Em Portugal, citaremos o essencial da actuação da LPN (Liga para a Protecção da Natureza) nesta matéria. Para além de diversas medidas de gestão do habitat do peneireiro-das-torres e outras de natureza agro-ambiental (compatibilizando práticas agrícolas com a conservação das espécies), desenvolveu entre 2002 e 2005 o projecto “Recuperação do Peneireiro-das-torres em Portugal”, financiado a 75% pelo programa “Life-Natureza” da União Europeia.

Imagem de casal telhado da autoria de Nuno Lecoq. (In Web)

Este projecto teve como principal objectivo garantir, a longo prazo, a conservação da espécie no nosso País.

Centrou-se naturalmente no Alentejo, em 3 Zonas de Protecção Especial para Aves (ZPE), onde se concentram mais de 80% destas aves – as ZPE de Castro Verde, de longe a mais importante, do Vale do Guadiana (Mértola) e de Campo Maior, esta última com um efectivo quase residual e em risco de desaparecimento.

Como principais acções realizadas, poderemos citar:

Melhoramento de estruturas que albergam colónias e construção de outras novas – torres e paredes de nidificação, com cavidades próprias para o efeito – e colocação de caixas-ninho ou potes em barro (mais duráveis) nas paredes e telhados (salienta-se que a disponibilização de novos locais para os ninhos foi coroada de êxito, verificando-se desde cedo taxas de ocupação interessantes, mesmo por parte de outras aves que também necessitam de cavidades para nidificar);

Promoção da cultura extensiva de cereais e de medidas agro-ambientais (através de contratos com os agricultores com vista à gestão dos terrenos), potenciando uma maior disponibilidade alimentar;

Vigilância e monitorização das colónias, acompanhando a sua evolução;

Recolha e recuperação de crias debilitadas, com posterior libertação;

Sensibilização ambiental, particularmente nas camadas jovens.

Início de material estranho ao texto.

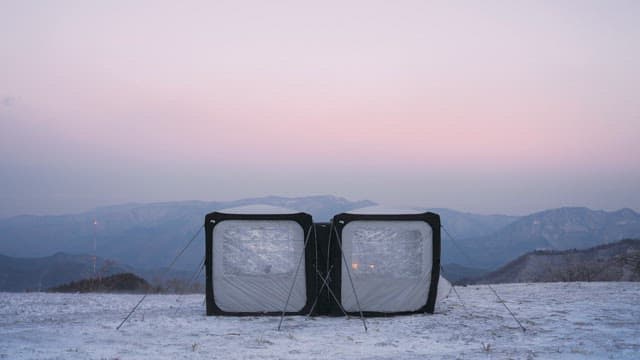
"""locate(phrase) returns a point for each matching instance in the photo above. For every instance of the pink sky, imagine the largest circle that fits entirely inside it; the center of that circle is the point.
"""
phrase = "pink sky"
(483, 106)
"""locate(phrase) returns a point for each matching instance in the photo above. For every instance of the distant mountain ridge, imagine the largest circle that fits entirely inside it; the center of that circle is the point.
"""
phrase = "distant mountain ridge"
(147, 236)
(39, 274)
(618, 261)
(556, 229)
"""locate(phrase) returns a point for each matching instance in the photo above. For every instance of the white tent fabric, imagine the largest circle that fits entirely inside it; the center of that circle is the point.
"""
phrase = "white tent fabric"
(254, 262)
(390, 265)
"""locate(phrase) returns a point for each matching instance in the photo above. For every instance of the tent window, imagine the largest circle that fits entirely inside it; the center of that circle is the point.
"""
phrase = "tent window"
(260, 248)
(380, 250)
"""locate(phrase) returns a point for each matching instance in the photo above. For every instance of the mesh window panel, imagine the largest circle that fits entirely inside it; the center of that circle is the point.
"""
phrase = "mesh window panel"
(254, 262)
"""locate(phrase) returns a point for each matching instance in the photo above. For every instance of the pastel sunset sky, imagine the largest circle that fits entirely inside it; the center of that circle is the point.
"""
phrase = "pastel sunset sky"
(483, 106)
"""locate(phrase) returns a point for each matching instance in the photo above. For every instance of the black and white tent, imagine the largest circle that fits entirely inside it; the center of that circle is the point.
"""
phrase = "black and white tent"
(268, 260)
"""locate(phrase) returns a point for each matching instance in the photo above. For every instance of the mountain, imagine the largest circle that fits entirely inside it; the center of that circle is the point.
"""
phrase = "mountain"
(618, 261)
(122, 282)
(148, 236)
(22, 274)
(463, 225)
(557, 229)
(141, 235)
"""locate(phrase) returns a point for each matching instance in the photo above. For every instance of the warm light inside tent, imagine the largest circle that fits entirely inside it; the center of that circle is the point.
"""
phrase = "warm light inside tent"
(387, 257)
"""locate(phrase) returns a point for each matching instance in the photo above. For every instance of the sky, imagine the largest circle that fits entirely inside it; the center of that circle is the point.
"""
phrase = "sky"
(502, 107)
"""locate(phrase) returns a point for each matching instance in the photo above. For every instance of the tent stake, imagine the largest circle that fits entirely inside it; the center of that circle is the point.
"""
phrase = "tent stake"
(489, 285)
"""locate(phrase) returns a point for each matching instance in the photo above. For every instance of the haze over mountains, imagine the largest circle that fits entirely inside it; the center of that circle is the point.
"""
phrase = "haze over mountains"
(618, 261)
(147, 236)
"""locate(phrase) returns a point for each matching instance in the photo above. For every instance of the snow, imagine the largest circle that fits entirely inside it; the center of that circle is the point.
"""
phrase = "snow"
(563, 321)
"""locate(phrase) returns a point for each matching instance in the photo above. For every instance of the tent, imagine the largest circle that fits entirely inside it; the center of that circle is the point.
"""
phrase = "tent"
(373, 261)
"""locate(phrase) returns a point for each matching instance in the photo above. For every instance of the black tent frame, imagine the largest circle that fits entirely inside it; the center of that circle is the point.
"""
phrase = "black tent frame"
(323, 258)
(303, 219)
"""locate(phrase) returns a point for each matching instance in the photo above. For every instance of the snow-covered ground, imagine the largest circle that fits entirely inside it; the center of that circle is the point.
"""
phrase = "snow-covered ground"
(563, 321)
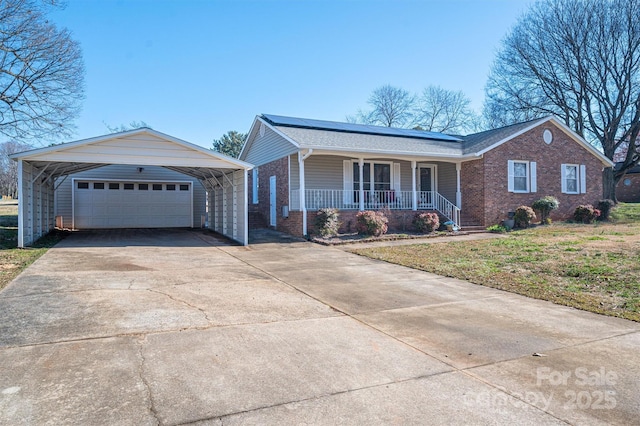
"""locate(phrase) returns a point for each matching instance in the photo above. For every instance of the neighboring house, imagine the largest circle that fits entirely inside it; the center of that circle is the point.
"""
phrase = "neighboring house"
(628, 189)
(302, 165)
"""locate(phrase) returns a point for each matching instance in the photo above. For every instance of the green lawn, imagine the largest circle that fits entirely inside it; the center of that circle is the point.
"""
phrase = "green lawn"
(591, 267)
(12, 259)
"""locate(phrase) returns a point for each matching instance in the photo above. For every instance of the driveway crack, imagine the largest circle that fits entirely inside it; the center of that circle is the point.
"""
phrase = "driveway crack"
(145, 383)
(183, 302)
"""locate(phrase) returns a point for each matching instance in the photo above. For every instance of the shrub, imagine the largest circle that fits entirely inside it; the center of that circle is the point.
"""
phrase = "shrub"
(327, 223)
(497, 229)
(523, 217)
(426, 222)
(545, 206)
(585, 213)
(371, 223)
(605, 207)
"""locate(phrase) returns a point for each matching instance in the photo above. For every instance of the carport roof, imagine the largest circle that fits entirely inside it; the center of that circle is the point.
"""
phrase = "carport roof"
(144, 147)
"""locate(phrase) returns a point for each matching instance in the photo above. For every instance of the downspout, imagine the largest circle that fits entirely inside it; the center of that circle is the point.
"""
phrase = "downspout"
(303, 201)
(21, 205)
(361, 189)
(458, 191)
(414, 200)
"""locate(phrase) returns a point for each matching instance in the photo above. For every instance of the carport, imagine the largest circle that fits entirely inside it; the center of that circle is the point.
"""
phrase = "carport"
(41, 172)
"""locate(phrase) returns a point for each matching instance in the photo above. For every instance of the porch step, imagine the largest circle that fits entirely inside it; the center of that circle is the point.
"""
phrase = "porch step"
(473, 229)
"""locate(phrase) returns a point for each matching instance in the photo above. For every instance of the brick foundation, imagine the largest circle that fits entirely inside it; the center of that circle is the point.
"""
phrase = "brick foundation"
(629, 193)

Reflectindo, de algum modo, a eficácia destas acções, verificou-se na presente década um progressivo aumento dos efectivos e do número de colónias de peneireiros-das-torres, abrindo a esperança da sua real e sustentada recuperação, com regresso a muitos dos locais onde mantinham uma presença regular.

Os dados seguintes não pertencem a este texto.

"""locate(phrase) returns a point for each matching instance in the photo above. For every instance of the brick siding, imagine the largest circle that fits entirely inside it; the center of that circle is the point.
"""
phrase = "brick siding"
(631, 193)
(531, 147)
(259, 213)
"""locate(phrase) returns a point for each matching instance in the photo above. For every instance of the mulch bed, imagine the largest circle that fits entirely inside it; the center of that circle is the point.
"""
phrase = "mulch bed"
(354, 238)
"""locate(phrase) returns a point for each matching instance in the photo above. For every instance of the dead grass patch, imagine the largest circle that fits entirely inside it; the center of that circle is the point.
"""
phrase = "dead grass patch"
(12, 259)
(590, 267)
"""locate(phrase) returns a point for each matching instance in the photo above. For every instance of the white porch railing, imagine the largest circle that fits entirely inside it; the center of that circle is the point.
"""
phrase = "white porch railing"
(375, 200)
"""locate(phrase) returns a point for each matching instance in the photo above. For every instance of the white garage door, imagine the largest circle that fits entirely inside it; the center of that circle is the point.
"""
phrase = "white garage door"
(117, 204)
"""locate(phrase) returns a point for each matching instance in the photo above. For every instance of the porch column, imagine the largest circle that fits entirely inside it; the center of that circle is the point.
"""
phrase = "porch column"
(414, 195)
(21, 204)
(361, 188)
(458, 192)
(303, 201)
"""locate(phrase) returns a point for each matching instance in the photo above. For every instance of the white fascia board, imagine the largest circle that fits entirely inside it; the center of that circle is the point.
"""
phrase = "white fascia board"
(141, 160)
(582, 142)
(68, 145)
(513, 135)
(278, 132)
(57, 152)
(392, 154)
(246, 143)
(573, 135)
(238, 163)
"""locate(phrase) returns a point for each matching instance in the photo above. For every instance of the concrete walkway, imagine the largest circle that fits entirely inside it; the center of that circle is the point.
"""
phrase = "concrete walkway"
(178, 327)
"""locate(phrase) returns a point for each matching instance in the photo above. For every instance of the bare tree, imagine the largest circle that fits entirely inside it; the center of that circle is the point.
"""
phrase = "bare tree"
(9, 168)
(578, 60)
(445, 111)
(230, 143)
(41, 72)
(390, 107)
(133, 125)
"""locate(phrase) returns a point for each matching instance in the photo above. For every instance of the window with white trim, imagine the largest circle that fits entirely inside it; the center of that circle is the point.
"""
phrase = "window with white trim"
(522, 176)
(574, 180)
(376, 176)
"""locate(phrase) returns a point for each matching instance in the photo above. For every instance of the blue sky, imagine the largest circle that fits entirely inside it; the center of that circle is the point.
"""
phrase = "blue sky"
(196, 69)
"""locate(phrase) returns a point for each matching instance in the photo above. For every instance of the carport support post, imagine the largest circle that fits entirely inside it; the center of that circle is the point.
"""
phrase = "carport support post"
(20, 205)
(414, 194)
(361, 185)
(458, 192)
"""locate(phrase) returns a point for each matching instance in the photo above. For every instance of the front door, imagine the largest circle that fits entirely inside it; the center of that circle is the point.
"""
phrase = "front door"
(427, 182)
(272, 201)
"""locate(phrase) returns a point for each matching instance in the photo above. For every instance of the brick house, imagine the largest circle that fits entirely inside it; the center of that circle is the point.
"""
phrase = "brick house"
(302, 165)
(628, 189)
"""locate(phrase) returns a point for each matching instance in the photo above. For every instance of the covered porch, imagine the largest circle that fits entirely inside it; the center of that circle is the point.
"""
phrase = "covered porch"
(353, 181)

Que todas as entidades ligadas a esta temática (em particular na Agricultura e Ambiente) não descurem a sua atenção e apoio às espécies vulneráveis e em risco – eis uma reivindicação que nos parece inteiramente consensual.

E que as novas gerações, melhor preparadas e mais receptivas a todas estas questões, prossigam e ampliem os passos já dados, no sentido de uma cada vez maior protecção e equilíbrio da Natureza.